L’Italia si è dimostrata subito a suo agio nell’assetto che era stato pazientemente costruito nei mesi precedenti. Fin dai primi minuti gli azzurri hanno messo in grave difficoltà la costruzione bassa dell’Inghilterra, con un pressing alto e intenso portato dai quattro uomini offensivi (encomiabile l’atteggiamento di Belotti e Trotta) che andavano a sovrapporsi alla difesa avversaria, più uno dei due centrocampisti centrali (di solito Crisetig) che in fase di non possesso andava a disturbare l’impostazione di Chalobah.

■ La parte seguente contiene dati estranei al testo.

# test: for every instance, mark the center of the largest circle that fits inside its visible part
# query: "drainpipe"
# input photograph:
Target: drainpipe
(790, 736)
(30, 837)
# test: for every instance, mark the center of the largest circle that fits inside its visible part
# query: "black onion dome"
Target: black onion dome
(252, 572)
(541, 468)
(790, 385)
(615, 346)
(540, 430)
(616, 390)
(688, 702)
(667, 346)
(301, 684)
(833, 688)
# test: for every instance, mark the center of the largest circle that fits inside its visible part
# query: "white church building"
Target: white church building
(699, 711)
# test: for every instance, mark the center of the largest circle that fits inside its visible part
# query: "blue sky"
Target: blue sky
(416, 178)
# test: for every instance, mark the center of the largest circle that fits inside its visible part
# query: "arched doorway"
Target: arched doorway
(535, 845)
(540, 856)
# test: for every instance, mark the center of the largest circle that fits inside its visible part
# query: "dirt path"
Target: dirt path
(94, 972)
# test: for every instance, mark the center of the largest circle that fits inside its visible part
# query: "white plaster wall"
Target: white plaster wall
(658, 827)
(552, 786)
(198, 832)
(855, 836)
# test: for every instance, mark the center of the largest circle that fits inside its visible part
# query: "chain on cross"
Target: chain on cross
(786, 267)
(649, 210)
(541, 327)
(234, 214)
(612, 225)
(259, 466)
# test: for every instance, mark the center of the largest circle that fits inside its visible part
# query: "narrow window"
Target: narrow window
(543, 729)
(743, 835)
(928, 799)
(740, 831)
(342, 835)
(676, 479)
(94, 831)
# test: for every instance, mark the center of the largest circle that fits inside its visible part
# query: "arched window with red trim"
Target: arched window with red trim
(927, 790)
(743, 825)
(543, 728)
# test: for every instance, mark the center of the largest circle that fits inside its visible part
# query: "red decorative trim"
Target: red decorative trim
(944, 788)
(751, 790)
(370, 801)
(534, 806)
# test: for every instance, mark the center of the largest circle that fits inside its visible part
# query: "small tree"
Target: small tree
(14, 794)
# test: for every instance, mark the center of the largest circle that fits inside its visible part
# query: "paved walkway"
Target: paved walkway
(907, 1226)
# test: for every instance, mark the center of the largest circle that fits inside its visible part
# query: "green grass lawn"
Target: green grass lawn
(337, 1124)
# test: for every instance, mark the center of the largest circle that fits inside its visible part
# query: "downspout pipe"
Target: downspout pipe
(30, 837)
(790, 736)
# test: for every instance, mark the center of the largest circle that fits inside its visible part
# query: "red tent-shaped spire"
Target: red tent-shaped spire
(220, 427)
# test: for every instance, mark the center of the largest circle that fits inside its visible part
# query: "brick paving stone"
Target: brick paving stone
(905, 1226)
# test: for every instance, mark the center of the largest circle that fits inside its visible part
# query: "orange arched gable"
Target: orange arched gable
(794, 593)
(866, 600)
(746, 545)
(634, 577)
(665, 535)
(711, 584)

La temibile coppia d’attacco inglese, Ings-Kane, faticava a ricevere rifornimenti puliti, con l’attaccante del Tottenham che molte volte si ritrovava costretto a estraniarsi dalla linea d’attacco pur di trovare il possesso.

 



 

Certo non è un gioco privo di rischi, e non è un caso che l’Italia abbia mostrato gli stessi difetti della fase di qualificazione: il pressing alto non sempre veniva accompagnato dalla salita della difesa, lasciando spazio agli inserimenti tra le linee dei trequartisti avversari (particolarmente pericoloso Redmond), che potevano puntare la difesa italiana faccia alla porta.

 

Il tutto veniva peggiorato dagli sfiancanti movimenti a elastico di Kane, che ha più volte messo da solo in difficoltà l’intera retroguardia azzurra. In questo senso, l’ottima prestazione di Bardi (escluso il gioco con i piedi) ha permesso all’Italia di tenere il risultato in equilibrio prima del letale uno-due del primo tempo.

 

Tutto sommato, però, l’adozione del modulo più familiare ha permesso all’Italia di ritrovare alcune delle sue caratteristiche peculiari. I primi due goal nascono da alcuni automatismi offensivi tipici della prima Italia di Di Biagio: nel primo, Berardi rientra dentro al campo per poi premiare il taglio in profondità di Belotti con un assist geniale; nel secondo, invece, è l’inserimento di Benassi a venire premiato dopo la splendida transizione offensiva guidata da Crisetig. In tutte e due le azioni si vedono i terzini andare a occupare lo spazio liberato dai movimenti delle due ali.

 



 

Di Biagio ha avuto la dimostrazione tardiva che, volendo, avrebbe potuto applicare le sue idee anche con i nuovi uomini a disposizione. La sostituzione della coppia Viviani-Baselli, titolare durante la fase di qualificazione, con quella Cataldi-Crisetig ha donato al centrocampo maggiore dinamicità sia in fase offensiva che difensiva, rendendo l’intera squadra meno vulnerabile alle transizione avversarie. Anche l’inserimento di Benassi ha permesso all’attacco di avere un giocatore complementare rispetto a Berardi, che invece, come Battocchio, vuole il pallone sui piedi per puntare il terzino avversario.

 

L’eliminazione dell’Italia U-21 in questo Europeo mi ha ricordato molto quella di circa un anno fa della Nazionale maggiore al Mondiale brasiliano. Anche in quel caso, le buone idee iniziali vennero sotterrate dalla pressione dell’opinione pubblica e dei media, sempre inclini a mettere gli uomini prima delle idee di gioco. Anche in quel caso, a passare furono le squadre meno dotate tecnicamente e, anche in quel caso, l’Inghilterra arrivò ultima.

 

Il fatto che gli stessi identici errori siano stati ripetuti a solo un anno di distanza a livello giovanile conferma l’impressione che in Italia, forse, la Nazionale di calcio è un affare troppo nazional-popolare da non poter essere lasciato a una programmazione seria. E che il successo o il fallimento dipendano sostanzialmente dalla buona o dalla cattiva sorte. Additare il “biscotto” tra Svezia e Portogallo non è altro che guardare il metaforico dito che indica la luna.